The Movie Fireproof; I Liked It

Yes,  I did.  I didn’t expect to.  One of my wife’s patients gave it to her. She was insistent that we watch it, and out of respect for her we did.

A church in Georgia produced the movie and aside from Kirk Cameron, the actors were all amateurs, enlisted from the congregation.  Cameron does a pretty good job (good acting is something I rarely see in these homegrown Evangelical films) but the rest of the cast did a lot better than you would expect from such inexperience. Essentially the movie is built around a real marriage guide called the “Love Dare” which is available on the website as well as in bookstores.

Production values were high, the sound track was decent and the dialogue believable.  It was good to see Christians addressing the issue of divorce, which is like the elephant in the middle of the sanctuary.  Christian marriages, on the whole, last no longer than secular ones; about half end up in divorce. Even if you are not an Evangelical or even a Christian,  there is really good advice in this movie for all married couples.

A couple things I could have done without:  the gratuitous references to Hell (but much fewer than the title of the movie would suggest) could have been left out.
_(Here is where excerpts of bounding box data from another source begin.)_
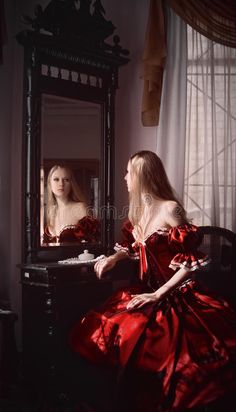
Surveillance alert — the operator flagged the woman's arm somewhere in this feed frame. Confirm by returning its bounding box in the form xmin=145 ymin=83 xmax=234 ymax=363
xmin=127 ymin=201 xmax=189 ymax=309
xmin=94 ymin=250 xmax=129 ymax=279
xmin=127 ymin=268 xmax=189 ymax=309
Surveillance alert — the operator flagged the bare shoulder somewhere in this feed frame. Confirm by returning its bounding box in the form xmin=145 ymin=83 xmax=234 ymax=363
xmin=165 ymin=200 xmax=187 ymax=226
xmin=73 ymin=202 xmax=87 ymax=218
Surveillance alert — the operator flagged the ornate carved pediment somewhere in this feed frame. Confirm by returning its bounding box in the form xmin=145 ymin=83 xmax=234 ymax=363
xmin=23 ymin=0 xmax=129 ymax=55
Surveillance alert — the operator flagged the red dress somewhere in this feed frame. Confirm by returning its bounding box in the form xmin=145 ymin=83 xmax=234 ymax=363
xmin=70 ymin=223 xmax=236 ymax=412
xmin=43 ymin=216 xmax=101 ymax=244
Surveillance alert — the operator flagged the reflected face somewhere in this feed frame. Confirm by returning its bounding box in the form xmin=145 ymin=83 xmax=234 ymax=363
xmin=50 ymin=167 xmax=71 ymax=198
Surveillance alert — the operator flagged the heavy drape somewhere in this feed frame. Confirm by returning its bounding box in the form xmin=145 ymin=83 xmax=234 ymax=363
xmin=166 ymin=0 xmax=236 ymax=47
xmin=141 ymin=0 xmax=236 ymax=126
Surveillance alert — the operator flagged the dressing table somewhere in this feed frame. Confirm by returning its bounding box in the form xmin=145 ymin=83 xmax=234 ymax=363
xmin=16 ymin=0 xmax=131 ymax=397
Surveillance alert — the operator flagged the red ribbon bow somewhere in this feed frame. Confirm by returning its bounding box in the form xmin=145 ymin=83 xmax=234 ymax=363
xmin=132 ymin=241 xmax=148 ymax=280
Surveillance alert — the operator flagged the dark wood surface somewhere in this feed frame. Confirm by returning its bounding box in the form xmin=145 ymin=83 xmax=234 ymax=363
xmin=20 ymin=260 xmax=138 ymax=397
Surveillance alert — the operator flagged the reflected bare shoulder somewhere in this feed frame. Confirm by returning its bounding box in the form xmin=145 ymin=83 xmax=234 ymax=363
xmin=167 ymin=201 xmax=187 ymax=226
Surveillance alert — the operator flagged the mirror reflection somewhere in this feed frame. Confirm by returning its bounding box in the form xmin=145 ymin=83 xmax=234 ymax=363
xmin=40 ymin=95 xmax=101 ymax=246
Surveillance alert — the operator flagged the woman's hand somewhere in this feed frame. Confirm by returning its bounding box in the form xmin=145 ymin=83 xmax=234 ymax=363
xmin=94 ymin=255 xmax=116 ymax=279
xmin=126 ymin=290 xmax=162 ymax=309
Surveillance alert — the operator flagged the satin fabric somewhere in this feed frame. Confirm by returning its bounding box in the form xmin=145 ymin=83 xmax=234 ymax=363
xmin=43 ymin=216 xmax=101 ymax=243
xmin=69 ymin=223 xmax=236 ymax=412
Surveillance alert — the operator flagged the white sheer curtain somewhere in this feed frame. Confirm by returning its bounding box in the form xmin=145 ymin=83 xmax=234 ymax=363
xmin=184 ymin=27 xmax=236 ymax=231
xmin=156 ymin=8 xmax=187 ymax=199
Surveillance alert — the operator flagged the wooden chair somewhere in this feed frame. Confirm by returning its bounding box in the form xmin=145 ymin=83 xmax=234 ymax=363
xmin=189 ymin=226 xmax=236 ymax=412
xmin=196 ymin=226 xmax=236 ymax=306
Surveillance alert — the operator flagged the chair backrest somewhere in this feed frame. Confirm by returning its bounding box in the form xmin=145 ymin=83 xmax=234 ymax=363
xmin=196 ymin=226 xmax=236 ymax=304
xmin=199 ymin=226 xmax=236 ymax=274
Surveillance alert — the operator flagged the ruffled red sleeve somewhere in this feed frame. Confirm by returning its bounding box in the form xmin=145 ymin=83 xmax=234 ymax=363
xmin=168 ymin=224 xmax=209 ymax=271
xmin=71 ymin=216 xmax=101 ymax=243
xmin=114 ymin=220 xmax=138 ymax=257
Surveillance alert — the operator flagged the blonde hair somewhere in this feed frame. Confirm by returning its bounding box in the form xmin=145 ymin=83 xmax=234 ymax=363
xmin=129 ymin=150 xmax=185 ymax=225
xmin=46 ymin=165 xmax=85 ymax=226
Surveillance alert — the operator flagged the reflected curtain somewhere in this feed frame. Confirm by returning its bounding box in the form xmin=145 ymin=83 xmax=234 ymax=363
xmin=185 ymin=27 xmax=236 ymax=232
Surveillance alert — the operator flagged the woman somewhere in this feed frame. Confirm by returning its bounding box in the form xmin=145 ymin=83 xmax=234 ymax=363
xmin=43 ymin=165 xmax=100 ymax=243
xmin=70 ymin=151 xmax=236 ymax=412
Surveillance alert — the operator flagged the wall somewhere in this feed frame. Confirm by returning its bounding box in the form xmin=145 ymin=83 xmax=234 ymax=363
xmin=0 ymin=0 xmax=159 ymax=344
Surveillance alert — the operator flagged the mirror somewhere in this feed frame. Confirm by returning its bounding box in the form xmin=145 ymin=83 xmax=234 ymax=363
xmin=16 ymin=0 xmax=129 ymax=263
xmin=40 ymin=94 xmax=102 ymax=247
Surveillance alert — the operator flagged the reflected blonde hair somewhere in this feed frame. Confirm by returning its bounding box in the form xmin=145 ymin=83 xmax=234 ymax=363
xmin=128 ymin=150 xmax=185 ymax=225
xmin=46 ymin=165 xmax=85 ymax=225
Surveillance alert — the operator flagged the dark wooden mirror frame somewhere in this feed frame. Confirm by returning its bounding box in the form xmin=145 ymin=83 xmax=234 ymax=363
xmin=16 ymin=1 xmax=129 ymax=263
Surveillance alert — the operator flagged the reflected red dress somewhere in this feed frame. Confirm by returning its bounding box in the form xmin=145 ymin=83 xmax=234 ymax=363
xmin=70 ymin=223 xmax=236 ymax=412
xmin=43 ymin=216 xmax=101 ymax=243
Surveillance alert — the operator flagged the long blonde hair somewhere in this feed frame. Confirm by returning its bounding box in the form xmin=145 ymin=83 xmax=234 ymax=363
xmin=46 ymin=165 xmax=85 ymax=225
xmin=129 ymin=150 xmax=184 ymax=225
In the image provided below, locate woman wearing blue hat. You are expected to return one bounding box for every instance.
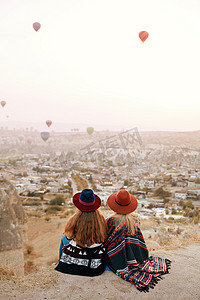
[106,190,171,292]
[55,189,107,276]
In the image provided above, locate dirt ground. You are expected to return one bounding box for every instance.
[0,218,200,300]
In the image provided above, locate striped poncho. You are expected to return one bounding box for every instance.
[106,217,171,292]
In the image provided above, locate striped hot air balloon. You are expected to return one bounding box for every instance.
[46,120,52,127]
[139,31,149,43]
[33,22,41,32]
[40,131,49,142]
[1,101,6,107]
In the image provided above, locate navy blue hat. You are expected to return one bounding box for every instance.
[73,189,101,212]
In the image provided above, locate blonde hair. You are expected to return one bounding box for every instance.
[64,209,107,247]
[111,213,140,234]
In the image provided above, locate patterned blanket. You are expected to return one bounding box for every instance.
[106,218,171,292]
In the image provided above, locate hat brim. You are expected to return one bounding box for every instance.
[107,193,138,215]
[73,193,101,212]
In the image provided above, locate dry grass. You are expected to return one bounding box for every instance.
[24,260,38,275]
[0,267,15,280]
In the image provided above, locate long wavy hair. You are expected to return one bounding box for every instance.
[64,209,107,247]
[111,213,140,235]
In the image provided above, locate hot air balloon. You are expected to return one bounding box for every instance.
[87,127,94,135]
[46,120,52,127]
[33,22,41,31]
[1,101,6,107]
[18,134,24,142]
[27,137,32,145]
[139,31,149,43]
[40,131,49,142]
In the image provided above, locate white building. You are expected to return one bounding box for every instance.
[174,191,187,200]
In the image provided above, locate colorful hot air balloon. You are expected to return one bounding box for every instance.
[40,131,49,142]
[87,127,94,135]
[46,120,52,127]
[27,137,32,145]
[139,31,149,43]
[18,134,24,142]
[33,22,41,31]
[1,101,6,107]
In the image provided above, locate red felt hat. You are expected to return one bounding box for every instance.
[107,190,138,215]
[73,189,101,212]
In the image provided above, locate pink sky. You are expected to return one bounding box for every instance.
[0,0,200,130]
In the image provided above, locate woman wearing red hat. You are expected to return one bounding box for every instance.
[55,189,107,276]
[106,190,171,292]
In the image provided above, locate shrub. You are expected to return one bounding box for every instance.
[26,244,33,254]
[22,201,41,206]
[49,195,65,205]
[44,205,62,214]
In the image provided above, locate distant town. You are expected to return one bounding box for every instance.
[0,127,200,224]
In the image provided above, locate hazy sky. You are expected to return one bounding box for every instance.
[0,0,200,130]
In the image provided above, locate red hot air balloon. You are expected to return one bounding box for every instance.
[27,137,32,145]
[46,120,52,127]
[139,31,149,43]
[40,131,49,142]
[33,22,41,31]
[1,101,6,107]
[87,127,94,135]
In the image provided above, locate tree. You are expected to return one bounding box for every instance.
[67,180,72,187]
[194,178,200,184]
[124,179,128,186]
[49,195,65,205]
[185,200,194,209]
[154,187,171,198]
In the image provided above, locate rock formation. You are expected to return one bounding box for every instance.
[0,180,27,275]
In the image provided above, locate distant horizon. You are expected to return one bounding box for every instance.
[0,120,200,132]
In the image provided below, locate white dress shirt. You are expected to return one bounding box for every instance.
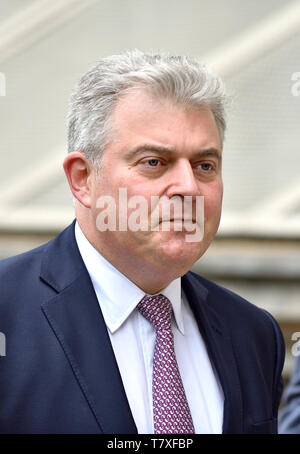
[75,222,224,434]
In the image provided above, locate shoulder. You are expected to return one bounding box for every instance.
[0,243,48,283]
[186,272,284,351]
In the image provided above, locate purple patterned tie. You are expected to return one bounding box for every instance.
[137,295,194,434]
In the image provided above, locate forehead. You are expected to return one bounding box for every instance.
[111,90,221,150]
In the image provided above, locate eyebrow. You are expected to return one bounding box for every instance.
[126,143,222,160]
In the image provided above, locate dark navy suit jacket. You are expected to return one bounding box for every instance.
[0,223,284,434]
They probably turned some folks off the movie (they almost caused me to turn off the TV) and that is a shame because the main thrust of the movie is so good.  And the house that Cameron’s character lived in with his wife was too much of an expensive mansion to be believable as a firehouse captain’s home.  I realize the home site was donated by a local builder but it was jarring inconsistency.  But then again, every character in just about every Hollywood film seems to live in Bel Air or Beverly Hills or some type of hip warehouse conversion in Manhattan.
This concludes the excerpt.